These are the only substantial remains in Northern Ireland of a Dominican (Black) Friary, founded in the mid 13th century. The lower parts of the nave are of the 13th century, with two blocked doors in the south wall leading to the now vanished cloister. Extensive 14th-century remodelling involved rebuilding the upper parts of the nave, extending it westwards and adding a north aisle reached through the surviving arcade.

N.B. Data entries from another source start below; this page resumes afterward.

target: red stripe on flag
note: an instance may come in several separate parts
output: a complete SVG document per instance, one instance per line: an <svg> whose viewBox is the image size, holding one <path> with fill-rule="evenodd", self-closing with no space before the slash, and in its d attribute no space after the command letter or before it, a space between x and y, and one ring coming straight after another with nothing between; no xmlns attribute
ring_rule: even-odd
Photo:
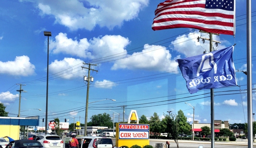
<svg viewBox="0 0 256 148"><path fill-rule="evenodd" d="M163 29L169 29L177 28L194 28L195 29L203 30L207 32L215 32L215 33L220 33L228 35L233 35L233 31L228 31L225 30L221 30L218 29L214 29L211 28L205 28L203 27L199 27L197 26L188 25L188 24L179 24L163 26L155 26L152 27L152 29L153 30L159 30Z"/></svg>

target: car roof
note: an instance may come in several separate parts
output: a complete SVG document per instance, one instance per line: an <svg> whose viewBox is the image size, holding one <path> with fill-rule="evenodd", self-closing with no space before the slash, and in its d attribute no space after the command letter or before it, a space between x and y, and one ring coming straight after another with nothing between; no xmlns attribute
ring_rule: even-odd
<svg viewBox="0 0 256 148"><path fill-rule="evenodd" d="M28 139L17 140L14 141L14 148L29 148L29 147L43 147L41 143L36 140L31 140ZM36 143L37 145L29 145L26 143Z"/></svg>
<svg viewBox="0 0 256 148"><path fill-rule="evenodd" d="M91 138L92 137L97 137L97 138L107 138L107 139L111 139L111 138L110 137L100 137L100 136L79 136L79 137L77 137L77 138Z"/></svg>

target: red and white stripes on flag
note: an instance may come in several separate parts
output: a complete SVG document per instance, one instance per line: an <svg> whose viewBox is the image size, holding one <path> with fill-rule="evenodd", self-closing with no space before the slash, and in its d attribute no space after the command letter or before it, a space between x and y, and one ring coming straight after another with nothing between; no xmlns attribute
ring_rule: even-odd
<svg viewBox="0 0 256 148"><path fill-rule="evenodd" d="M155 11L152 29L191 28L234 35L235 0L166 0Z"/></svg>

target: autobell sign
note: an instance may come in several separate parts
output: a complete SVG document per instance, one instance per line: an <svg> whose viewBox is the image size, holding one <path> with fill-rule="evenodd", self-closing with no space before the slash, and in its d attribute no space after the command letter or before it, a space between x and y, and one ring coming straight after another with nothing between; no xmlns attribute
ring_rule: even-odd
<svg viewBox="0 0 256 148"><path fill-rule="evenodd" d="M137 124L119 125L119 139L148 139L149 125Z"/></svg>

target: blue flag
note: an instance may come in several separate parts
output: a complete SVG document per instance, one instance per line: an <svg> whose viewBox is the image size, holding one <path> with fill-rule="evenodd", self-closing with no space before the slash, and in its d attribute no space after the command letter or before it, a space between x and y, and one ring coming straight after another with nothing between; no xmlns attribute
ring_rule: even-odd
<svg viewBox="0 0 256 148"><path fill-rule="evenodd" d="M191 94L198 90L237 85L234 47L176 60Z"/></svg>

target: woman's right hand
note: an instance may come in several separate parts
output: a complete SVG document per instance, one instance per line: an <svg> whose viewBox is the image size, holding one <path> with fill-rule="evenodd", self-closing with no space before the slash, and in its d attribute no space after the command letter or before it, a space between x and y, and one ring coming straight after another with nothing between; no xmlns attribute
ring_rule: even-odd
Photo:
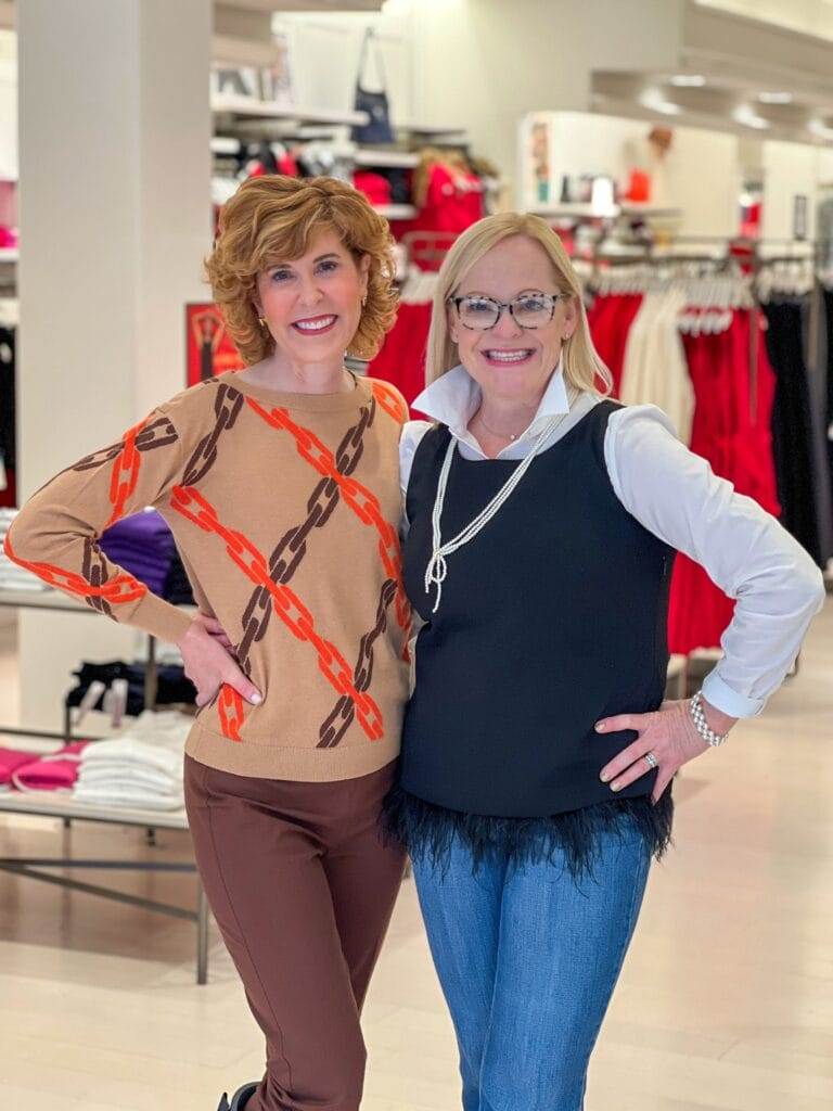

In the early 15th century the arcade became unstable and the repairs involved rebuilding the west wall and providing a new west door. The friary was suppressed in 1541 and burned in 1572, but after the Plantation it was granted to Hugh Montgomery, first Viscount Ards, who refurbished the church, rebuilding the north aisle and adding the tower. The door in the tower is elaborately decorated in a Renaissance style and bears his initials, HLM, but the soft Scrabo sandstone has weathered badly and much of the detail is now unclear. For this reason a copy of the door was made by Historic Monuments craftsmen and in 1607 was set in the modern wall, not far from its model.
The church continued in use until a grand new one was built from 1817 onwards, and for some years in the early 19th century part of the church was used as a courthouse. In 1890 it was consecrated as the burial place of the Londonderry family. The cloister of the friary was adapted for Montgomery’s use in the 17th century, when the Castle Gardens were laid out (now a scheduled historic monument). Walls and gate pillars from the 17th century survive at the Castle Gardens.